Two problems related to continuity of a metric from Munkres' topology book

Solution 1:

Some hints:

• Use the following definition of continuity: a function $f:A\to B$ is continuous at $x\in A$ if for every open neighbourhood $U\subseteq B$ of $f(x)$ there exists an open neighbourhood $V\subseteq A$ of $x$ so that $f(V)\subseteq U$. So in this case, start by fixing $(x,y)\in X\times X$ and let $B(d(x,y),r)\subseteq \mathbb R$ be an open disc centered at $d(x,y)$ with radius $r>0$. Show that for all $(u,v)\in B(x,\frac{r}{2})\times B(x,\frac{r}{2})$ we have $$|d(u,v)-d(x,y)|<r$$ by using the triangle inequality, which would imply $d(B(x,\frac{r}{2})\times B(x,\frac{r}{2}))\subseteq B(d(x,y),r)$ and thus the continuity of $d$.

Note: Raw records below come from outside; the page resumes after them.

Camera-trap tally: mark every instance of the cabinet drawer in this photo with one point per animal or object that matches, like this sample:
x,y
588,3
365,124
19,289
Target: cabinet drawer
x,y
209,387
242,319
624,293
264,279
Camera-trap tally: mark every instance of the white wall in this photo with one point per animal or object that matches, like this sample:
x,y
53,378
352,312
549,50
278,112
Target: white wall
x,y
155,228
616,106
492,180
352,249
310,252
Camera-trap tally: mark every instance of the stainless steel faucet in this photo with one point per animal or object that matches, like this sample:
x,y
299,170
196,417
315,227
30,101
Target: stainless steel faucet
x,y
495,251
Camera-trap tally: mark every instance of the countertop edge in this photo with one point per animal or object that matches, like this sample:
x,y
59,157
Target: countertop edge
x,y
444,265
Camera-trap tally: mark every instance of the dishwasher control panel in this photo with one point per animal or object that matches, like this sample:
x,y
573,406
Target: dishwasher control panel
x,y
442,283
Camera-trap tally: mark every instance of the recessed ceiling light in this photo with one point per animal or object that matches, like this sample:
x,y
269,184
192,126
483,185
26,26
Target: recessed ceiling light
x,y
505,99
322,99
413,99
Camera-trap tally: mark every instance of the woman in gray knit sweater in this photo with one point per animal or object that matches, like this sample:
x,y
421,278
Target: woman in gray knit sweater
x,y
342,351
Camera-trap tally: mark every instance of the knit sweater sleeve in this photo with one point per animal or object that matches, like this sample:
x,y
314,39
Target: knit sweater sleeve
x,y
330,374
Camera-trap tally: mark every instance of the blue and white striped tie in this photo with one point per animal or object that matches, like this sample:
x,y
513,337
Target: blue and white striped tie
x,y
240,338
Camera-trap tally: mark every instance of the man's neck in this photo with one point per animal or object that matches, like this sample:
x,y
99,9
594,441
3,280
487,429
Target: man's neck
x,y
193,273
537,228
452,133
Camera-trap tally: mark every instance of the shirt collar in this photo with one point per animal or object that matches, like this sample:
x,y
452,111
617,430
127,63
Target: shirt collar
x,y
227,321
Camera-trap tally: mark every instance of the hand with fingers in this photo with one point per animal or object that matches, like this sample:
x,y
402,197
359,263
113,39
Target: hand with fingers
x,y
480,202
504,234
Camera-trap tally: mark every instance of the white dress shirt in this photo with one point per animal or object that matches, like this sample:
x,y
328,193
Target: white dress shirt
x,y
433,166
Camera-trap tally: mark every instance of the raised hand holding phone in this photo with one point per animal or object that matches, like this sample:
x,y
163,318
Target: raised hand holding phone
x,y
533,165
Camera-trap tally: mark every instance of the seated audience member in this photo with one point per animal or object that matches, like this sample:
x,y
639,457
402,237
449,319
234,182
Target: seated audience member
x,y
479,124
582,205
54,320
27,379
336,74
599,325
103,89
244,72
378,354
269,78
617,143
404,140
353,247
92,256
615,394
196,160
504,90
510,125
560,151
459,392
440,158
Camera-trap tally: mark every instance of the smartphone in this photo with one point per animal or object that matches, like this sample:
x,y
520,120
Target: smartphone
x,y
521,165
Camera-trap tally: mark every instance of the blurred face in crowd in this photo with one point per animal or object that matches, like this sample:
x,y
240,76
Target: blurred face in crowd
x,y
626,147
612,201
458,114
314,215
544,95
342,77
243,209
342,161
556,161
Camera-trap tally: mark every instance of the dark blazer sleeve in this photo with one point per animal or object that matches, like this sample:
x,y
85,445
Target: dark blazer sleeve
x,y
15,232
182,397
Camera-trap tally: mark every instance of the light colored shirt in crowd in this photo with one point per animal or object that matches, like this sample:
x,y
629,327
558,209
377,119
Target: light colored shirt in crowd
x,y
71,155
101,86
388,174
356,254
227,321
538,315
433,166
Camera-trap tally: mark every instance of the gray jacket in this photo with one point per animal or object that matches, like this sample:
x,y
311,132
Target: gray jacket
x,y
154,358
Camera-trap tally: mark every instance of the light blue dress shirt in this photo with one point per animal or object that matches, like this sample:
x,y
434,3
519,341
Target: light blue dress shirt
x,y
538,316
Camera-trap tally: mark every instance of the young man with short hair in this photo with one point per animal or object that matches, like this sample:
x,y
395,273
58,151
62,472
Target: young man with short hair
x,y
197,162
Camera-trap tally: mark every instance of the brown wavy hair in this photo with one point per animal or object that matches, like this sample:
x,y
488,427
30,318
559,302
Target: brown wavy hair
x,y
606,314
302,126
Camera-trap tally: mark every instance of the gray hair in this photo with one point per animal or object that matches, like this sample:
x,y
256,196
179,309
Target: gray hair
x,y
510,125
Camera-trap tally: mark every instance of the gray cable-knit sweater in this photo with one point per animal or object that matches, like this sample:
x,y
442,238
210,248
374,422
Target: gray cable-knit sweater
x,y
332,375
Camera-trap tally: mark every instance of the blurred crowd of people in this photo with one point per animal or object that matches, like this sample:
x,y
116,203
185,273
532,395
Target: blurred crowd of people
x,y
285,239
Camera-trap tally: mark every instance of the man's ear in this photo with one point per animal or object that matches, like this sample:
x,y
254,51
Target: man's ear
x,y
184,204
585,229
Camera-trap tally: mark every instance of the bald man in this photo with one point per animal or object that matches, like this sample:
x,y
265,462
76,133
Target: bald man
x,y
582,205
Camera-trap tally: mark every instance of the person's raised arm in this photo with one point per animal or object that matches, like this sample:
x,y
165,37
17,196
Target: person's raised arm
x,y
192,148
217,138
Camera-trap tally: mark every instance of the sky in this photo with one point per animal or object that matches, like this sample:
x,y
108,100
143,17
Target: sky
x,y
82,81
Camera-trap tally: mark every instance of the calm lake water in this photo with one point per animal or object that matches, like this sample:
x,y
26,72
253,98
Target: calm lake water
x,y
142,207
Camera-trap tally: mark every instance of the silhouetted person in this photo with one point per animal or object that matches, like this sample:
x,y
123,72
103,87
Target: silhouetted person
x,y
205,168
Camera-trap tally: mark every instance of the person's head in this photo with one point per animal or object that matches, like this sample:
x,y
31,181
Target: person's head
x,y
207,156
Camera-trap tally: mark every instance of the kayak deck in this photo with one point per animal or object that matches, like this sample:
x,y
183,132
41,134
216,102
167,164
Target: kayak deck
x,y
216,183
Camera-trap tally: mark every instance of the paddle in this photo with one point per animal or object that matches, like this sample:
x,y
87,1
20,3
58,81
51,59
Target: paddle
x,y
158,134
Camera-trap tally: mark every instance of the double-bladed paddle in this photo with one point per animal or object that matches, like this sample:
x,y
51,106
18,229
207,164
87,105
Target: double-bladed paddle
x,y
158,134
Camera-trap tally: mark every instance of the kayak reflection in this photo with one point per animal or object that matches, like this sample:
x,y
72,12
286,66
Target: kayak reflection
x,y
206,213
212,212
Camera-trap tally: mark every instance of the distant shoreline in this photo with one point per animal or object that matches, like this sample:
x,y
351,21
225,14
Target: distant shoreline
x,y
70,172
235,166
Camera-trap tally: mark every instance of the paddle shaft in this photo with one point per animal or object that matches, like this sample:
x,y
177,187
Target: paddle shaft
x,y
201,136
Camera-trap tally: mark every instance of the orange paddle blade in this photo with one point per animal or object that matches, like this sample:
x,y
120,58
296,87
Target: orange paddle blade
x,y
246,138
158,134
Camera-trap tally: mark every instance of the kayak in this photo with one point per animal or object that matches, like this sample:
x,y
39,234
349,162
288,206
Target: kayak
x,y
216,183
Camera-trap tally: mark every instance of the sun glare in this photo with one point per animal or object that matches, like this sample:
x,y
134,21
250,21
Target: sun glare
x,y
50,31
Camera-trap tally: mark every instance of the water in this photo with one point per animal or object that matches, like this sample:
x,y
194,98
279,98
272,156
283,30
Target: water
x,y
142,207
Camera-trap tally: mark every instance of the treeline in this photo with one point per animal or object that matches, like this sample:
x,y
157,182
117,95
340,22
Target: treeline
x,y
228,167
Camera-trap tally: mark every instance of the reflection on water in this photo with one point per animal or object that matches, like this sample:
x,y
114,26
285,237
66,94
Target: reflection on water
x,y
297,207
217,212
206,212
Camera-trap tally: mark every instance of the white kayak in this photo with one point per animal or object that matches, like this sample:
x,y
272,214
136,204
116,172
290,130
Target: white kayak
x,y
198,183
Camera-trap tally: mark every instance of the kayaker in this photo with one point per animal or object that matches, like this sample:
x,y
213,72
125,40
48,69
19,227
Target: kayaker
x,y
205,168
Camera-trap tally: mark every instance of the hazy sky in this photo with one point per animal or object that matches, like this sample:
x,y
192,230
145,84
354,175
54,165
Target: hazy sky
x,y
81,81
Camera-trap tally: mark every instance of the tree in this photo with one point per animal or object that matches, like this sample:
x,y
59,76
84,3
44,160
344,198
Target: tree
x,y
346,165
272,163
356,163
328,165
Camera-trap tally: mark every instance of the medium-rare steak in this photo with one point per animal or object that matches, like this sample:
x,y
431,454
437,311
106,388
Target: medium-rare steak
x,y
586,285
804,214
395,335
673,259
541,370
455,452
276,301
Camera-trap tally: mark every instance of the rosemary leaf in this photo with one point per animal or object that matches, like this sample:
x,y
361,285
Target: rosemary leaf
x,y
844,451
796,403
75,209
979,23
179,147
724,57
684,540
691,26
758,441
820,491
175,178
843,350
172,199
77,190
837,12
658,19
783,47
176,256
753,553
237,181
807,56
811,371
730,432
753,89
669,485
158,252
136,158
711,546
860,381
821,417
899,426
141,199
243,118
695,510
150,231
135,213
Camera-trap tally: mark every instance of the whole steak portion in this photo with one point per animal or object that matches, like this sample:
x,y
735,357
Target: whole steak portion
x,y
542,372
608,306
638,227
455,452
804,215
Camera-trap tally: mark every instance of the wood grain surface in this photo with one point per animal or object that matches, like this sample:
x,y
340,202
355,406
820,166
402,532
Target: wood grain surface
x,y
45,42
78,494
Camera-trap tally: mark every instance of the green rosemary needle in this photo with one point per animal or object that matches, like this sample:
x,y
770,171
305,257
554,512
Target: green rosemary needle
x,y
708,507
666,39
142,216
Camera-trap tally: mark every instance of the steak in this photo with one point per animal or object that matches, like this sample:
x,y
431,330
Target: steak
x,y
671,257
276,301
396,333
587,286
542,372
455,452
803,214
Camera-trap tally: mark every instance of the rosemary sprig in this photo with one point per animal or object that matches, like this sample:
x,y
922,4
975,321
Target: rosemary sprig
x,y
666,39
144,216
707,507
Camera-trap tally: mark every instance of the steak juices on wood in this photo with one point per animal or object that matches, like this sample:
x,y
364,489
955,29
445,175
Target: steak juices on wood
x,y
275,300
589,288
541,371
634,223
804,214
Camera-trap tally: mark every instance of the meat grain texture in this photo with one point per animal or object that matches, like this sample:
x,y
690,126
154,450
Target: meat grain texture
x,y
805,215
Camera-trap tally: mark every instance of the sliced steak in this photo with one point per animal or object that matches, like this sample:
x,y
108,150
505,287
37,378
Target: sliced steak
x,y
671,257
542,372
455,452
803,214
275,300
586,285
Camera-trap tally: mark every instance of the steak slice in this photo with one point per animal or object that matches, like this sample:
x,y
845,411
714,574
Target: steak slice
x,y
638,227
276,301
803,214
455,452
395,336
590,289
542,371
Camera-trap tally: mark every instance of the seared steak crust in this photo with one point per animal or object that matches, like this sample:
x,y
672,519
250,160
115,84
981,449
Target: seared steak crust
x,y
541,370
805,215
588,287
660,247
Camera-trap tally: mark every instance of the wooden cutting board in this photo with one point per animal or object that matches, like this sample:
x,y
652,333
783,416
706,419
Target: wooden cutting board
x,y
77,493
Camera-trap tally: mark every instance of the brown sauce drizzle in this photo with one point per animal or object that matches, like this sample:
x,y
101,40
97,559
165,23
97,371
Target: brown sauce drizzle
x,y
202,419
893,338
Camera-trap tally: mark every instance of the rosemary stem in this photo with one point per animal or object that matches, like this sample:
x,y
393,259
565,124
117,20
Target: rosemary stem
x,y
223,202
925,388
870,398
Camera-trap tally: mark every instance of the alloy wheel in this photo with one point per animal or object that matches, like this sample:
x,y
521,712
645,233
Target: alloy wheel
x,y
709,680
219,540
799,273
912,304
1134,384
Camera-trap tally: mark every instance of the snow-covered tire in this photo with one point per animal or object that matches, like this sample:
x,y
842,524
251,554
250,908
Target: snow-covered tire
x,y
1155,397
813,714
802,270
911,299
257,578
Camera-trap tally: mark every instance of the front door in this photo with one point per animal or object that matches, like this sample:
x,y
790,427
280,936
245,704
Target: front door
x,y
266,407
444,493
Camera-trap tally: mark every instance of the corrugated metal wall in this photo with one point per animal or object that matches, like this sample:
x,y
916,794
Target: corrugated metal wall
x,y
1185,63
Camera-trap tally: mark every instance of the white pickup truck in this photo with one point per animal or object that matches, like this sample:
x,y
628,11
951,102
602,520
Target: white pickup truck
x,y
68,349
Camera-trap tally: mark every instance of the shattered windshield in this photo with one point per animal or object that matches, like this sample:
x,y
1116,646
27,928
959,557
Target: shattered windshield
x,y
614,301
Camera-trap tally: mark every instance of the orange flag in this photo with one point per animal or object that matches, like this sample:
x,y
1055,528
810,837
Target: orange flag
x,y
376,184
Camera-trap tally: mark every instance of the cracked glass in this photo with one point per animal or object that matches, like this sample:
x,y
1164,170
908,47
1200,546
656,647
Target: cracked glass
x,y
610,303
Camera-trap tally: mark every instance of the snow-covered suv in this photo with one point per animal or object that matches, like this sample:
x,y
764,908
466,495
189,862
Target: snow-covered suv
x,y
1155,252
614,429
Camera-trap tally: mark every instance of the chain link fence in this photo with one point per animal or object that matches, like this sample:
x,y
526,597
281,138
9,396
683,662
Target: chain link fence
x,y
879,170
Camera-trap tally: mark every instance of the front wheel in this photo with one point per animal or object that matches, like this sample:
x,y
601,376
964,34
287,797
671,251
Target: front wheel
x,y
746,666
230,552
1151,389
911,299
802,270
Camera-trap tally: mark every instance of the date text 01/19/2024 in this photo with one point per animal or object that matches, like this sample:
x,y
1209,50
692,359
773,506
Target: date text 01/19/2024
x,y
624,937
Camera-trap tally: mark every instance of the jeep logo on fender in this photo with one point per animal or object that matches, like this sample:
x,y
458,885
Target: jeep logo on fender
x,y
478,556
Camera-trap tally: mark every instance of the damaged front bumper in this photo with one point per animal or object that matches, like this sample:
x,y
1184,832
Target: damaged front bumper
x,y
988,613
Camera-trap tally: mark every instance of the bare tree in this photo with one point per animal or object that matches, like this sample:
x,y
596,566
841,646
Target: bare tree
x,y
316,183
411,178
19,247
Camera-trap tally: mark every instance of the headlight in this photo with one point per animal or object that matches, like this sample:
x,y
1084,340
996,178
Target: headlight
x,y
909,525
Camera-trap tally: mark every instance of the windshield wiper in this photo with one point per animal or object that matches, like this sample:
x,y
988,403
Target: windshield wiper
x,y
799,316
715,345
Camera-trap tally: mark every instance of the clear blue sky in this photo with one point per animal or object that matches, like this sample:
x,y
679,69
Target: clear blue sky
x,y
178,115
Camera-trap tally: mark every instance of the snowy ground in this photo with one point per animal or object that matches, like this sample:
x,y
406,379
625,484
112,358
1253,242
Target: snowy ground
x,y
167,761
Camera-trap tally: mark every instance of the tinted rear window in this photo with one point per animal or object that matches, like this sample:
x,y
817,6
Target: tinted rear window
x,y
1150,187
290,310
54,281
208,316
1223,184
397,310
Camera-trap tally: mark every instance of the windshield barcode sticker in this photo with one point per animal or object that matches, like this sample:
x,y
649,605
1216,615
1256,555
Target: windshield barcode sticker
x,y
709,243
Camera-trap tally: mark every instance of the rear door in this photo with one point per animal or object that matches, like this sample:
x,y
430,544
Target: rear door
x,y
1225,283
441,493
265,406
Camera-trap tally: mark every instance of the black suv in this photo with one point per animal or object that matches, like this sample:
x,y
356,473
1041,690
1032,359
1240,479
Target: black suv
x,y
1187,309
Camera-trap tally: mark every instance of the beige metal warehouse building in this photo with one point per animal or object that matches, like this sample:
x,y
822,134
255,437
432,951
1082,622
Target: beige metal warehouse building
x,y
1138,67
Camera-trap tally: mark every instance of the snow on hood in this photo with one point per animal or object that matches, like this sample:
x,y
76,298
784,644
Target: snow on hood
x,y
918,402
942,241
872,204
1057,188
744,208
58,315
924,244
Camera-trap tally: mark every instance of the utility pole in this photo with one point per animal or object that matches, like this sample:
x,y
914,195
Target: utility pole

• Fix $x\in X$ and note that $y\mapsto d(x,y)$ is a continuous function $X'\to \mathbb R$. Then express each ball $B_{d}(x,r)=\{y\in X:d(x,y)<r\}$ as the preimage of an open set under a continuous function in the topology $X'$. Since each open ball in $X$ is open in $X'$, then the topology of $X'$ is finer than the topology of $X$.